In this description of New York, we have that of the country.[62] The relative annual increase of the population existing throughout America, depending as this does chiefly on immigration, must not mislead us. The ratio of fœtal death in the metropolis surpasses what has ever been dreamed to obtain even in old countries, where innumerable more legitimate causes for it might be thought to exist. At Boston, which for morals is allowed to compare favorably with any city of its size in the Union, “undoubtedly more than a hundred still-births yearly escape being recorded, a large proportion of which, no doubt, result from criminal abortion.”[63] And our public prints, far and wide, even in the smaller towns and villages, constantly chronicle deaths from the commission of the crime.

In the State of Massachusetts at large, it has been found of late years that “the increase of the population, or the excess of the births over the deaths, has been wholly of those of recent foreign origin;”[64] this in 1850. In 1853 “it is evident that the births within the Commonwealth, with the usual increase, have resulted in favor of foreign parents in an increased ratio.”[65] In other words, it is found that in so far as depends upon the American and native element, and in the absence of the existing immigration from abroad, the population of Massachusetts is stationary or decreasing.[66]

“This result will doubtless surprise many, who will hardly think it possible. Is it general, or is it accidental? If it be general, how has it happened? What causes have been in operation to produce it? How is it to be accounted for?”[67] These questions have hitherto been unanswered. We shall find, however, their solution only too easy.

Amid such general thrift and wealth, there has been every reason for the native, like the foreign population, to increase.
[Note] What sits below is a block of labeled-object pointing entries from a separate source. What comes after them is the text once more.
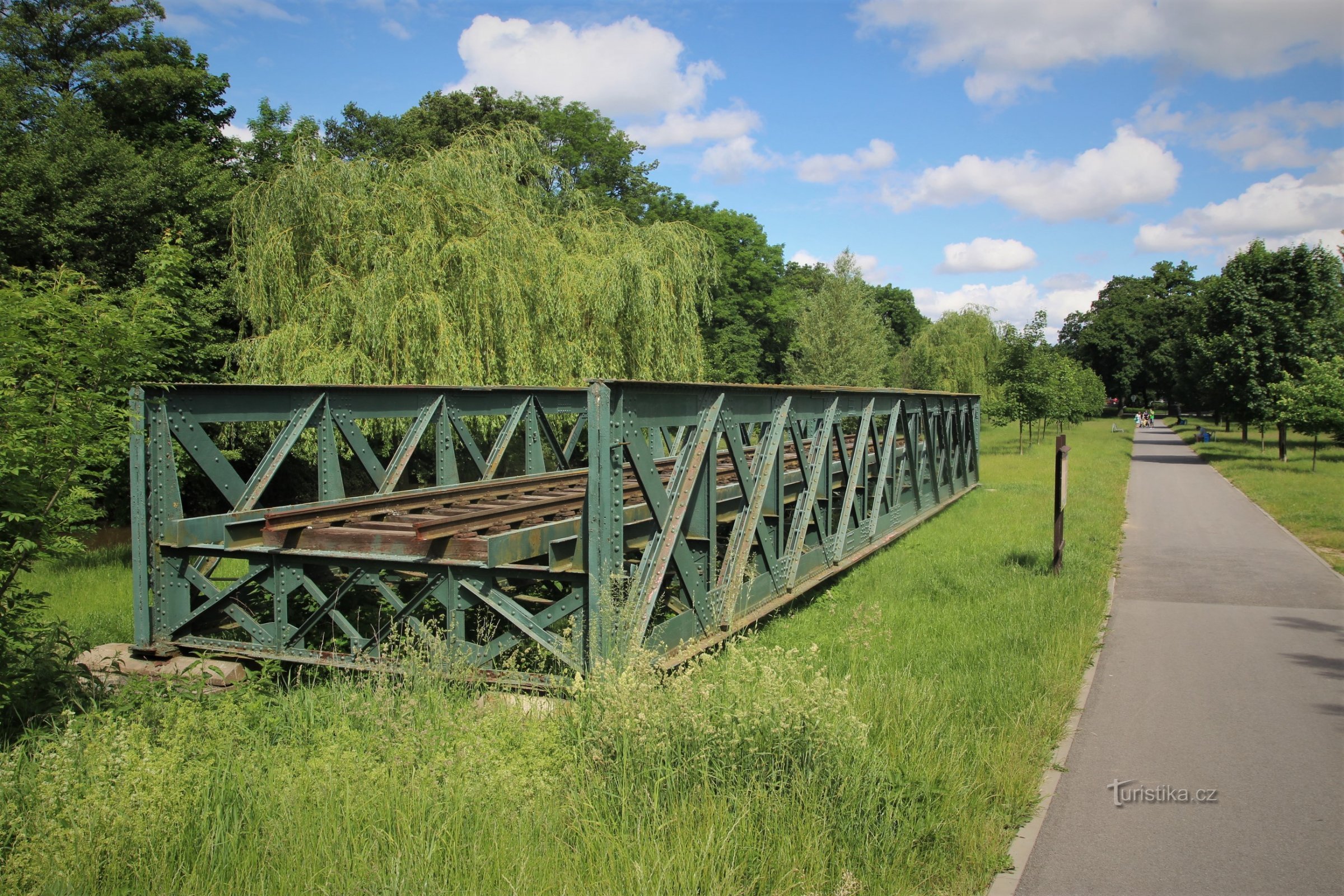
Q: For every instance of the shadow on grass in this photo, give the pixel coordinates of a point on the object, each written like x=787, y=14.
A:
x=1038, y=563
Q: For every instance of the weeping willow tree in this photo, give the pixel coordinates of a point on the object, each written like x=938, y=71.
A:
x=955, y=354
x=459, y=268
x=839, y=338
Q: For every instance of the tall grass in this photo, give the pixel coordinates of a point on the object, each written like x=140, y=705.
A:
x=1307, y=503
x=886, y=738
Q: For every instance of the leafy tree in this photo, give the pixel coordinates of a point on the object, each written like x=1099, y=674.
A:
x=841, y=336
x=955, y=354
x=109, y=136
x=1267, y=312
x=897, y=308
x=748, y=329
x=586, y=148
x=68, y=354
x=458, y=268
x=274, y=140
x=1312, y=402
x=1029, y=382
x=1137, y=336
The preventive check of the economists, though undoubtedly present, can have played but an inferior part, as we shall prove. Emigration westward, the only apparent positive check, though extensive, cannot wholly account for the result.

But statistics exist by whose light, if acknowledged, we may read this important problem.[68]

In 1850, the ratio of births to the population in Massachusetts, foreign and American combined, was 1 in 36,[69] and in 1855, 1 in 34;[70] a ratio much smaller than that obtaining in most countries of Europe, and about equaling that of France, which, in 1850, was 1 in 37.

In 1855, the ratio of still-births, at the full time and premature, as compared with the living births, was 1 to 15.5.[71] In France it is 1 to 24; in Austria, 1 to 49.

In 1851, the ratio of fœtal deaths to the general mortality, was 1 to 13.3;[72] in 1855,1 to 10.4.[73] In New York City, in 1856, it was 1 to 11. In any city we should expect to find the proportion much greater than in a State at large; we here find it less.